Damit die Stecklinge sich erfolgreich anwurzeln lassen, brauchen sie immer wieder einen leicht feuchten Boden, welcher aber sich aber nicht komplett mit Wasser vollsaugen darf. Daher ist es so wichtig, eine sehr gute Drainage im Boden zu haben. Wer keine Kakteenerde, sondern nur Blumenerde zu Hause hat, muss diese mit mindestens 50 % Sand vermischen.

Gebe den Stecklingen alle paar Tage ein wenig Wasser, sodass die Erde zwischen den Wassergaben wieder trocknen kann. Nutze hierfĂŒr eine SprĂŒhflasche, damit du nicht Gefahr lĂ€ufst die Erde zu ĂŒbergießen. DĂŒnger brauchen die Stecklinge vorerst nicht, außer du kultivierst sie in steriler Kokoserde. Diese sollte vor dem Gebrauch aufgedĂŒngt werden. Der Standort ungefĂ€hr dieselben Bedingungen aufweisen wie zuvor.

Kann ich die Stecklinge im Wasser vermehren?

GrundsĂ€tzlich ist es möglich die Stecklinge des Bogenhanfs im Wasser wurzeln zu lassen.

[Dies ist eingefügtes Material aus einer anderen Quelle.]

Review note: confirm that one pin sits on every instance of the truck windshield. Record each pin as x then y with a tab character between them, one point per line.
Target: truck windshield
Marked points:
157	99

Diese Methode ist aber umstĂ€ndlich, zeitaufwendiger und risikoreicher und daher nicht zu empfehlen. FĂŒr unsere interessierten Leser zeigen wir dir trotzdem wie es funktioniert. 

Nachdem du die Stecklinge gestĂŒckelt hast, solltest du die Schnittkante zusĂ€tzlich V-förmig anschneiden, sodass nur die Spitze des Stecklings den Glasboden berĂŒhrt. Dies hilft bei der Wurzelbildung. Steht der Steckling im Wasser, kann es bis zu drei Monate dauern, bis der Steckling ausreichend Wurzel gebildet hat, um in richtige Erde umgetopft zu werden. 

WÀhrend dieser Zeit muss das Wasser mindestens zweimal die Woche gewechselt werden. Wichtig ist auch, dass der Steckling sauber gehalten wird und die schleimigen Schichten von der Schnittkante sÀuberst.